Ele atua através da oxidação de estruturas presentes nos microorganismos, resultando em danos e inativação de estruturas vitais. Essa ação oxidante compromete a integridade das membranas celulares e interfere nas funções metabólicas e enzimáticas dos microorganismos, levando à morte ou inativação desses agentes.
Mas afinal, existem evidências de sucesso no tratamento da piodermite canina?
Embora escassos, alguns estudos in vitro e in vivo já demonstraram que o hipoclorito de sódio apresentou propriedades antimicrobianas contra uma ampla gama de microorganismos, incluindo Staphylococcus spp (referências abaixo). Além do seu amplo espectro de ação, o hipoclorito de sódio tem baixo custo e já vem sendo utilizado em formulações de manipulação ou comercializado em produtos veterinários nos Estados Unidos e, mais recentemente, no Brasil.

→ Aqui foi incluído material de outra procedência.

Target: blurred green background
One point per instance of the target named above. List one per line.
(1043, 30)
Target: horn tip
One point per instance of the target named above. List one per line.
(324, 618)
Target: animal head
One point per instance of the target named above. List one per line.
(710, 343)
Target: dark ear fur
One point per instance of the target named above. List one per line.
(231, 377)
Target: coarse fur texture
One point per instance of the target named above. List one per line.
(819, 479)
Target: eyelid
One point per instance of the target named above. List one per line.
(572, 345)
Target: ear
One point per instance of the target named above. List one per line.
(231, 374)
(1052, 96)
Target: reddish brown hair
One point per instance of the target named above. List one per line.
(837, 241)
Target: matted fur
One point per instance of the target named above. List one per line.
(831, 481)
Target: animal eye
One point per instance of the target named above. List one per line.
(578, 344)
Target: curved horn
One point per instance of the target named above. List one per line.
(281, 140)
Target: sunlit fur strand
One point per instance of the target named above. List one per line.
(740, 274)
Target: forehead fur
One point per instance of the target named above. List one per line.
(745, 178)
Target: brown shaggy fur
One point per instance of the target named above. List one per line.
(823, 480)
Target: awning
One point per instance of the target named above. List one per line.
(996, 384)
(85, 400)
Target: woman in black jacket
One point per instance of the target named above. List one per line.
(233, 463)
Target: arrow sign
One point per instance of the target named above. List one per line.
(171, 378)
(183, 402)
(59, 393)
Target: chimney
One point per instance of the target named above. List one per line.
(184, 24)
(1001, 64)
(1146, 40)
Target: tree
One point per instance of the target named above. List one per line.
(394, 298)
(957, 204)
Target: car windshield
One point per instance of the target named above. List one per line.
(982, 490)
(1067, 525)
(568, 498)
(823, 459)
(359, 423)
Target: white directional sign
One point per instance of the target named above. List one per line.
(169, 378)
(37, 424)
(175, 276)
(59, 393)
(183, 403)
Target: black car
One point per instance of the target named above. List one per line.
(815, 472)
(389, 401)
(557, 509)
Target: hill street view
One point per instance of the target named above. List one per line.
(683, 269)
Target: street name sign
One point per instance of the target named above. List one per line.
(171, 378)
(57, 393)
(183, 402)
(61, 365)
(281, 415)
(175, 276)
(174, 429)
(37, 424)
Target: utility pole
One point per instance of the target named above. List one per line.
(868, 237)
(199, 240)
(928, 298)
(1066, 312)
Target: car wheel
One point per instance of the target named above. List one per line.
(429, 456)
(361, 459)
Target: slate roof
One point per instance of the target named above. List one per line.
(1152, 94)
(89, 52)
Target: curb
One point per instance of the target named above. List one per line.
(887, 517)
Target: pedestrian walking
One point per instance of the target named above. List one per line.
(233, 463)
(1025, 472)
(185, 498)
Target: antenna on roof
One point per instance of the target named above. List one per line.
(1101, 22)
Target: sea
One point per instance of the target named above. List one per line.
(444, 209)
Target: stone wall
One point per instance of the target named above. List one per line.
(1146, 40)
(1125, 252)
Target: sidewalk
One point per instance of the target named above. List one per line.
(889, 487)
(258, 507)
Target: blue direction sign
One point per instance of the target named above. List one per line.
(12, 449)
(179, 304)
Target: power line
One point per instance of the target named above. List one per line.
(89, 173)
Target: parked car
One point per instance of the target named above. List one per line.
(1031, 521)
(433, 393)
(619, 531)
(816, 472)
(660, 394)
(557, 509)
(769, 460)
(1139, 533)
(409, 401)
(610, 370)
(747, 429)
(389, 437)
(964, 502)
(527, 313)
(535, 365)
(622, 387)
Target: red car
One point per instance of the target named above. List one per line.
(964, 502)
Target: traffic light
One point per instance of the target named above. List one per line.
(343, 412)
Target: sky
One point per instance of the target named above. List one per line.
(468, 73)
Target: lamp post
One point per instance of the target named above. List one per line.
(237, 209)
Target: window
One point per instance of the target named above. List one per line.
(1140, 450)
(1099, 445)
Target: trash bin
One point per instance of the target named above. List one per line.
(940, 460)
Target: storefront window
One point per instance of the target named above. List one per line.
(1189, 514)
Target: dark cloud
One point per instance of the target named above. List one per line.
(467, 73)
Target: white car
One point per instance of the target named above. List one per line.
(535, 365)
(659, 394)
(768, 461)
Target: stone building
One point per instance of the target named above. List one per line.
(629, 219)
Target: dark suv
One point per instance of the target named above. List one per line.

De acordo com Banovic et al. (2018), o hipoclorito de sódio nas concentrações de 0,05% e 0,005% foi bem tolerado e apresentou propriedades antissépticas e anti-inflamatórias em cães. A aplicação única em ambas as concentrações revelou boa tolerabilidade, bem como redução da carga bacteriana avaliada.
Além disso, os autores mencionam que as as soluções de hipoclorito a 0,05% não tiveram efeito nas ceramidas cutâneas e não induziu descamação cutânea visível. No entanto, os próprios autores mencionam que essa relação com as ceramidas precisa ser melhor avaliada com o uso prolongado de hipoclorito de sódio.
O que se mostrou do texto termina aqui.